In all cases the disinfectant activity was enhanced by careful and repeated wiping, as the mechanical activity aids in the disruption of the viral particles as well as cleaning the surface prior to disinfecting (WHO Global, 2020). Compatibility of materials with disinfectants (Table 3) was based on the surface, or surface coatings, being in good/sound condition (without cracks or losses) prior to the application of the disinfectant. Previously damaged surfaces were not included in this assessment.

Table 3

Surface compatibility with disinfectants. In the case of generic designations such as ‘plastic’ the selection of disinfectant should be compatible with the specific material. Disinfectant suitability was determined through consultation with material-specific conservation experts.


DISINFECTANT SUITABILITY

SURFACE ALCOHOLS PEROXYGEN COMPOUNDS SURFACTANT/DETERGENT AND WATER

Ceramics (glazed)

Ceramics (unglazed)

Glass without applied surface coating

Iron

Stainless steel

Copper

Bronze and Brass

Painted, oil based paint

Plaster (lime)

Plaster (Plaster of Paris, fibrous)

Plastic

Alabaster

Stone and Concrete

Wood (no applied surface finish)

Wood (wax finish)

Discussion

During the development of the guidance for decontamination of surfaces for COVID-19 it became clear that isolation for materials which were incompatible with the disinfectants would be the most suitable approach. Isolation or quarantining heritage materials based on the known persistence of SARS-CoV-2 on the material is the simplest and most effective approach, but not always possible. Materials can also be isolated by restricting access to them by creating an environment where they couldn’t be contaminated i.e. space closure or preventing them from being touched, or through covering surfaces with appropriate materials, e.g.
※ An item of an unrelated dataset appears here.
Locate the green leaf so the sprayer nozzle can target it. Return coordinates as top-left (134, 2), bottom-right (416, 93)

Tyvek ™ or Melinex ™.

Other methods of protecting historic surfaces should also be considered, even when they may be chemically compatible with the disinfectant, for example regularly reapplying wax on existing waxed surfaces should give additional protection against the increased cleaning and disinfecting required during the pandemic.

Understanding the persistence of the virus on different surfaces also provides an option to mitigate the risk to both staff and heritage surfaces. If the rooms, areas or surfaces can be quarantined for the appropriate period then standard cleaning methods can be used.

Given the gaps in the available information it was deemed essential to cover why the disinfectants were not suitable for defined surfaces and to make the end user aware of when there was no information on the persistence of the virus on certain materials. With the global pandemic showing no signs of receding, combined with the political desire to reopen society as best as possible, it becomes clear that further research is required to build on the current data regarding the persistence of the viral particles on different materials. This is supported by the published persistence of the virus on plastic, the articles do not state which plastic was used and have substantially different periods of persistence. Similarly no information is available on common surfaces in buildings such as painted plaster. Hopefully with further research the published guidance can be updated in the future, and the authors would appreciate being made aware of any ongoing research in this area.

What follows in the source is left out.